Mevrouw Leijten en de heer Van Gerven hebben samen twee moties ingediend. In de motie op stuk nr. 10 wordt de regering verzocht om het Budgettair Kader Zorg vast te stellen op de medische zorgbehoefte die onafhankelijk wordt getoetst en de Kamer hierover na het zomerreces te informeren. Ik ontraad het aanvaarden van deze motie. De toetsing vindt nu ook onafhankelijk plaats. Dat gebeurt niet door het ministerie van Financiën of het ministerie van VWS, maar door het CPB. Dat doet de raming. Dat kan natuurlijk altijd beter. Hoeveel geld er naar de gezondheidszorg gaat, wordt echter altijd politiek beslist. Uiteindelijk beslissen wij hier hoeveel wij collectief beschikbaar hebben.

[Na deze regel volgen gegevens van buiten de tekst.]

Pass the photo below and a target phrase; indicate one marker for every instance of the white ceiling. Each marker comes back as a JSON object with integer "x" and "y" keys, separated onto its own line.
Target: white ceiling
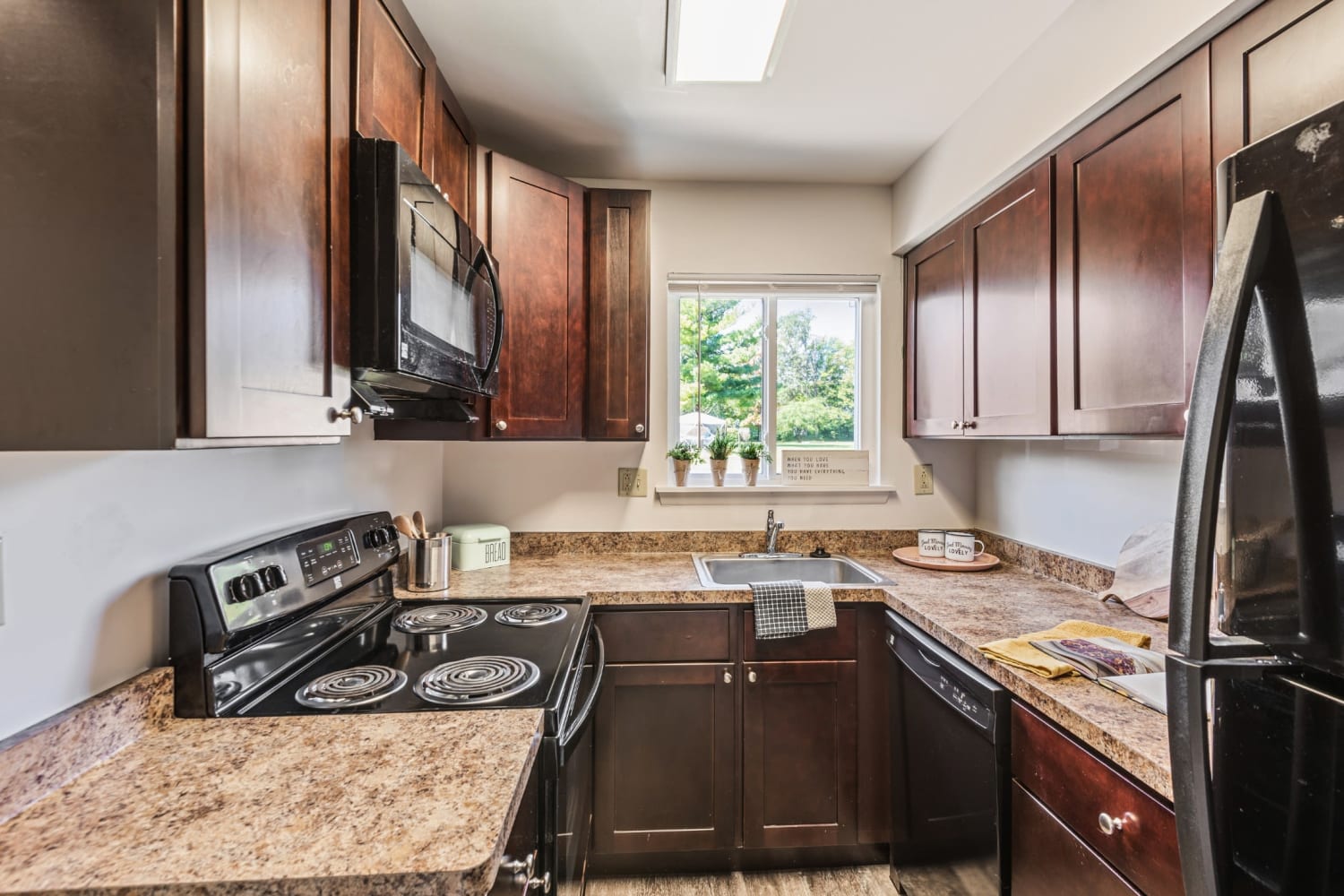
{"x": 860, "y": 89}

In de tweede motie, op stuk nr. 11, wordt de regering gevraagd om een onderzoek te doen naar een vereenvoudiging van het bekostigingssysteem. Wij hebben nu een enorme megaoperatie lopen waarmee vereenvoudiging van het bekostigingssysteem wordt doorgevoerd. Je kunt natuurlijk zeggen dat je altijd een onderzoek kunt doen. Ik krijg echter in ieder debat minimaal twee, maar soms ook veel meer, onderzoeksvragen uit de Kamer. Als ik al die onderzoeken zou moeten doen, zou ik echt een veel groter apparaat moeten hebben of veel meer externe consultants moeten inhuren. Eigenlijk vind ik dat toch zonde van het geld. Daarom ontraad ik deze motie.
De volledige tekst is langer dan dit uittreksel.